Camorra, Cutolo chiede la grazia a Ciampi

La lettera del boss: «Sono vecchio e malato. Vorrei passare gli ultimi anni della vita a casa con la mia famiglia»

Carmine Spadafora

da Napoli

Raffaele Cutolo vuole tornare a essere un uomo libero. Ma, c’è una sola strada - per la verità, stretta e quasi certamente senza uscita - per varcare la soglia del carcere e chiudersi per sempre la porta dietro le spalle: la grazia. Ed è quello che dalla sua cella del carcere di Novara, l’ex capo della «Nuova camorra organizzata», ha fatto. Don Rafele 'o professore, ha preso carta e penna e ha scritto al presidente Ciampi. «Signor Presidente, sono vecchio e malato. Vorrei trascorrere gli ultimi anni di vita, nella mia casa, con mia moglie e i miei familiari».
Spera nella sua casa di Ottaviano, Immacolata Iacone, la donna che don Rafele conobbe in carcere e poi sposò. «Sono contenta che finalmente si sia deciso a scrivere al Presidente Ciampi. Spero proprio che il Capo dello Stato gli conceda la grazia».
Ma c’è un parere pesante sulla domanda inoltrata da Cutolo al presidente Ciampi: è quello del vescovo di Caserta, monsignor Raffaele Nogaro. «Sono contento che Raffaele Cutolo abbia chiesto la grazia. Ha fatto tanta resistenza, per anni, nel chiederla ma adesso finalmente si è deciso. E la società deve concedergliela». Monsignor Nogaro, da anni, mantiene un rapporto epistolare con l’ex boss della Nco. Giura sul suo ravvedimento e sulla sua sofferenza fisica e morale. «Cutolo sta soffrendo tanto, è rinchiuso da 40 anni in carcere, ha cambiato la sua vita.
Davanti a Dio è un uomo pentito». Davanti a Dio ma non davanti agli uomini, Cutolo è un pentito. Ha sempre rifiutato la strada della collaborazione, come invece hanno fatto negli ultimi dodici anni illustri suoi «colleghi», a cominciare da Carmine Alfieri, suo nemico storico, quando nelle strade del Napoletano e del Casertano, le bande della Nco e quelle del cartello di clan, consorziatosi nella Nuova famiglia, si ammazzavano quotidianamente, senza risparmiare le donne e i bambini.
Chi, invece non si pronuncia sulla decisione dell’ex boss della Nco, a chiedere la domanda di grazia è il suo legale, l’avvocato Paolo Trofino. «Nei prossimi giorni mi recherò nel carcere di Novara per parlare con il mio assistito e allora sarà possibile fare il punto della situazione».
Condannato a quattro ergastoli, da oltre quarantanni in carcere, in regime di 41 bis, Raffaele Cutolo verso la fine degli anni Settanta, scatenò una sorta di ’68 della camorra.
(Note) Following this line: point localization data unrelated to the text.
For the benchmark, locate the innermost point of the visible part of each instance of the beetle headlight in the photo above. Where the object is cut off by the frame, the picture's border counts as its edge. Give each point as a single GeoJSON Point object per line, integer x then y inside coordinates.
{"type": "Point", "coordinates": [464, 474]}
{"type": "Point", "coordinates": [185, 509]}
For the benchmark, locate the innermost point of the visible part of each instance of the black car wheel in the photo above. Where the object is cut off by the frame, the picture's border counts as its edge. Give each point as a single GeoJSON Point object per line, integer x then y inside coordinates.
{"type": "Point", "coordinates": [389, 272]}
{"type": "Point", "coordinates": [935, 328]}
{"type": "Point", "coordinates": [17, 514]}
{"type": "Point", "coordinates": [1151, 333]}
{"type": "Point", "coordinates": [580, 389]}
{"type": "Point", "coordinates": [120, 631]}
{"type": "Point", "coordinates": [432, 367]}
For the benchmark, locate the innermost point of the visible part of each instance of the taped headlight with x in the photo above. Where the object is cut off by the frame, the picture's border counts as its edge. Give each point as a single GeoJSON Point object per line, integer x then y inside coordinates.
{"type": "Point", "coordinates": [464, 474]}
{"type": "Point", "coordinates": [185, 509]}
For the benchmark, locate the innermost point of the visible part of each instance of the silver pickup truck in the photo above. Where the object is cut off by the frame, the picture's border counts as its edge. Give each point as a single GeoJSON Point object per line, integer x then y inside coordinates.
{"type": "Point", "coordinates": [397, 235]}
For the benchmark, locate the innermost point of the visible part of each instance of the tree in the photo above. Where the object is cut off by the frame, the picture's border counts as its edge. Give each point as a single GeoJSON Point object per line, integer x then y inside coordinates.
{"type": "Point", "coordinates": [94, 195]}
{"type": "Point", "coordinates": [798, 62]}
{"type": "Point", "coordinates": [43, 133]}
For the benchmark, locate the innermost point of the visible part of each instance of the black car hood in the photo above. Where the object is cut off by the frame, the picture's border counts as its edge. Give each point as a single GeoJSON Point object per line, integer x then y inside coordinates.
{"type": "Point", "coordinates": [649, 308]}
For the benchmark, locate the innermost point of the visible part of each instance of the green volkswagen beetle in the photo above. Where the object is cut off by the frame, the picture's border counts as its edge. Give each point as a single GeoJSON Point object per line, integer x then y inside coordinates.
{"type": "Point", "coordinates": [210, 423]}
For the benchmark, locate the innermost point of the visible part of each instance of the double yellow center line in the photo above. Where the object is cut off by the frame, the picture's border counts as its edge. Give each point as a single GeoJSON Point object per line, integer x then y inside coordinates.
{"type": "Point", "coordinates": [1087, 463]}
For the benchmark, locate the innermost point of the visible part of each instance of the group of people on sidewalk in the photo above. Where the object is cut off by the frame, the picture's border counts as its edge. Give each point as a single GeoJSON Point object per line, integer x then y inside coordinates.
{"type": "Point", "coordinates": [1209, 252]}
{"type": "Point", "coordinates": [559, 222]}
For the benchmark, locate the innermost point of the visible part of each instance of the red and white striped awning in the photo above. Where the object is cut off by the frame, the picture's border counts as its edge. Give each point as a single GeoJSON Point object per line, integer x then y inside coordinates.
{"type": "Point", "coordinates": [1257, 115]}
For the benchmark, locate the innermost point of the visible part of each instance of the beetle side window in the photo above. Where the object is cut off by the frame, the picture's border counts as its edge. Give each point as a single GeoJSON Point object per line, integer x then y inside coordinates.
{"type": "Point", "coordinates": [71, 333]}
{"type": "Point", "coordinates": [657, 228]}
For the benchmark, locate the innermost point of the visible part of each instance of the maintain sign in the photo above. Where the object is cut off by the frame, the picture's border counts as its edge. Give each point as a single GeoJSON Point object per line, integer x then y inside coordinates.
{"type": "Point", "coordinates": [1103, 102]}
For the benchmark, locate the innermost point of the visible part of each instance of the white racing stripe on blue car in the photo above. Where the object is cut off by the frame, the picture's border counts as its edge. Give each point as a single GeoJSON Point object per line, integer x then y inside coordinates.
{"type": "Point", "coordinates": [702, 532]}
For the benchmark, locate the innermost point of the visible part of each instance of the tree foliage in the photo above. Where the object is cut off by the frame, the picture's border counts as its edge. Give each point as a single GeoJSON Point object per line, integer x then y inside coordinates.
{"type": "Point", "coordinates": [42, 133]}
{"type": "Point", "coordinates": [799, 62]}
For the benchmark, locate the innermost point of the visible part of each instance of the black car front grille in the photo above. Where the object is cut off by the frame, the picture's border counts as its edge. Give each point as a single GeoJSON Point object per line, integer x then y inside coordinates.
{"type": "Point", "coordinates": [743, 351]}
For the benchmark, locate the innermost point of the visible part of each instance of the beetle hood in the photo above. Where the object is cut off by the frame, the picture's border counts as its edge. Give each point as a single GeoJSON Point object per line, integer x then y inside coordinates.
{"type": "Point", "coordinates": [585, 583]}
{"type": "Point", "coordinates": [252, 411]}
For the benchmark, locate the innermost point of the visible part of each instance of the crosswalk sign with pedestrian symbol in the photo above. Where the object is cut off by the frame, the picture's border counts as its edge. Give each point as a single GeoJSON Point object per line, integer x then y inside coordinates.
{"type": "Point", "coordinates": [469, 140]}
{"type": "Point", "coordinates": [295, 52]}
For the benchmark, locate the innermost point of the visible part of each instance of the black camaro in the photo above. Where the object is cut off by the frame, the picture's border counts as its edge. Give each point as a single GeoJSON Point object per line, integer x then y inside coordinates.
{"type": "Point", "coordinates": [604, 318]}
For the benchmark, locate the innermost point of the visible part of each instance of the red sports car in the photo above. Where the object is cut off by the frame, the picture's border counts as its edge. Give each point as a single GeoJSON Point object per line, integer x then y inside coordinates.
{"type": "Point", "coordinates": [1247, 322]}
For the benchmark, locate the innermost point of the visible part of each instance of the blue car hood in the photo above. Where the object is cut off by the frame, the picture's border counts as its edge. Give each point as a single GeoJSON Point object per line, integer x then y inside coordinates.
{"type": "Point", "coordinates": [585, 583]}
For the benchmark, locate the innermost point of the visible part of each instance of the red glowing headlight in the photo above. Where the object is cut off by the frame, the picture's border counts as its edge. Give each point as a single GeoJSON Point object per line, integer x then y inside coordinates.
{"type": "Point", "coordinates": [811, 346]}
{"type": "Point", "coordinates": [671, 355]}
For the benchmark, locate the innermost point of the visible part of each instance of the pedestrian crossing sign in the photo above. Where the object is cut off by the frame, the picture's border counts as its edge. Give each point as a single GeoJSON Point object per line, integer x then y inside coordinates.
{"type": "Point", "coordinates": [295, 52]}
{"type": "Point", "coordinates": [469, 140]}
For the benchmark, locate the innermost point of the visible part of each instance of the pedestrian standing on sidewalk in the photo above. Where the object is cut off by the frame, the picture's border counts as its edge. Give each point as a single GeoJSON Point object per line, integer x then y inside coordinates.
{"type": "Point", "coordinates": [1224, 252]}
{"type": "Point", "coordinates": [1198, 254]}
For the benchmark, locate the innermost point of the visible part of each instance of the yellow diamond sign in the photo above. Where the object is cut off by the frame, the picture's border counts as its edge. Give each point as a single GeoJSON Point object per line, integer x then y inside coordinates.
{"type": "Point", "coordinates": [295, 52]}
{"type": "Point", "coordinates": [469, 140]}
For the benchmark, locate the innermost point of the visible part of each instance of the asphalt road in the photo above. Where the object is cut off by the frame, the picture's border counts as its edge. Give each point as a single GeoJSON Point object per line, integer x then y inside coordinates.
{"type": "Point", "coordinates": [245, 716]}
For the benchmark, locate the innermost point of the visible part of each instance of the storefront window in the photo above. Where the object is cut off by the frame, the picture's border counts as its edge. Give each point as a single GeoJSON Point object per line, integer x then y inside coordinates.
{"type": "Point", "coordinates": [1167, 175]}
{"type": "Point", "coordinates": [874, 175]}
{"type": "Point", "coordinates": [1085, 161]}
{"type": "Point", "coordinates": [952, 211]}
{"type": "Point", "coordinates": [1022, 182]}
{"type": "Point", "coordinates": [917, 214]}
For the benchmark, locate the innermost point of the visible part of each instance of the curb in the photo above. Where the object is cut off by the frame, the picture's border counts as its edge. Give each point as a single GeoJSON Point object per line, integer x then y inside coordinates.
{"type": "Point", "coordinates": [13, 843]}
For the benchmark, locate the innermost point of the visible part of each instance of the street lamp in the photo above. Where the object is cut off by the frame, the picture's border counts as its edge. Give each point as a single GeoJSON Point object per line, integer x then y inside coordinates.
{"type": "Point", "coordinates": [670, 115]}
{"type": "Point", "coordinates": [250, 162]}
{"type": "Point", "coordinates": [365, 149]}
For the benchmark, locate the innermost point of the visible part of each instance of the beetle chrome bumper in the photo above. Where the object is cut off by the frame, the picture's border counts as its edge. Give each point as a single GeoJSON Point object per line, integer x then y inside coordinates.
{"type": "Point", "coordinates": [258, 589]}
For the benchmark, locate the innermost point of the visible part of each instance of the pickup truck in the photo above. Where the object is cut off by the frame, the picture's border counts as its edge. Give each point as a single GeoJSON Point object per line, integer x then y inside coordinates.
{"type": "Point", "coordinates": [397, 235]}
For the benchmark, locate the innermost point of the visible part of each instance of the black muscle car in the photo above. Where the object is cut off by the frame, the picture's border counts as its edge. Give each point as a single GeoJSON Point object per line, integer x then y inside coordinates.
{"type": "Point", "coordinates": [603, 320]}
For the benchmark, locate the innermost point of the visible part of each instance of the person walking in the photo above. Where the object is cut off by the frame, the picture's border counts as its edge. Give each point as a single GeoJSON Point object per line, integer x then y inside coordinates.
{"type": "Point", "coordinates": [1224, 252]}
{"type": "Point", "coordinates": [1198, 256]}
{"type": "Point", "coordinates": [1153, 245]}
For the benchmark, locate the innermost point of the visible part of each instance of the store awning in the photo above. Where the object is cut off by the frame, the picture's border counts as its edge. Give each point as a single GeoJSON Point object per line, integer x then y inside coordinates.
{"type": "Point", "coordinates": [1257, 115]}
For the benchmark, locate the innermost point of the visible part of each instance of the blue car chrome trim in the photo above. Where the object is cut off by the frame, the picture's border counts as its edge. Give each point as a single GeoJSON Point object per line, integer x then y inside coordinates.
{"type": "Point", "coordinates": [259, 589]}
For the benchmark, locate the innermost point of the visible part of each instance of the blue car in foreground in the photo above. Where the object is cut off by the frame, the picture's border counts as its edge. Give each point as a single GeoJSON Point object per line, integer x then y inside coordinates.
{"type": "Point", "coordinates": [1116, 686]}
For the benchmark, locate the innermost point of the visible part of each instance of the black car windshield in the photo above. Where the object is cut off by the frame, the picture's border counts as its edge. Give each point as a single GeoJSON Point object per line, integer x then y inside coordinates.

Con il suo esercito di cinquemila uomini, pronti a morire ma, soprattutto, a dare morte, in nome della droga, degli appalti e del racket delle estorsioni, 'o professore cambiò le regole del gioco, impose per un lungo periodo la sua legge. Anche se Cutolo non si è mai dichiarato pentito, in diverse occasioni ha manifestato il suo distacco dalla organizzazione che aveva creato e dalla camorra. Verso la fine dell’83 si autodefini un «camorrista in pensione». Poi arrivò, il «mi pento davanti a Dio ma non davanti agli uomini», pronunciato al vescovo Nogaro. Una vera e propria abiura l’ex capo della Nco l’ha fatta scrivendo una lettera ai giudici di un processo che lo riguardava. Per giustificare la propria assenza dall’aula, ’o professore, scrisse tra l’altro che «la camorra è un mostro che fagocita tutti e uccide i giovani». Poi, aggiunse. «A che cosa vale avere un portafoglio pieno e non poter accompagnare mano nella mano un figlio a prendere un gelato sul lungomare?». Riflessioni sicuramente dettate dalla disperazione di una carcerazione lunghissima, una rarità in un Paese come l’Italia, che invece ha la scarcerazione facile. Ma, parole impensabili fino agli inizi degli anni Ottanta, per un uomo ritenuto tra i camorristi più spietati e sanguinari nella storia della camorra.

Ma, pronunciare il nome di Cutolo, significa rievocare anche intrighi come la liberazione dell’ex assessore regionale, Ciro Cirillo, oppure evasioni clamorose come quella dal manicomio giudiziario di Aversa. Commise il suo primo omicidio del ’63: uccise un uomo per difendere una donna ma quindici anni dopo, con la «sua» Nco, cominciò tutta un’altra storia.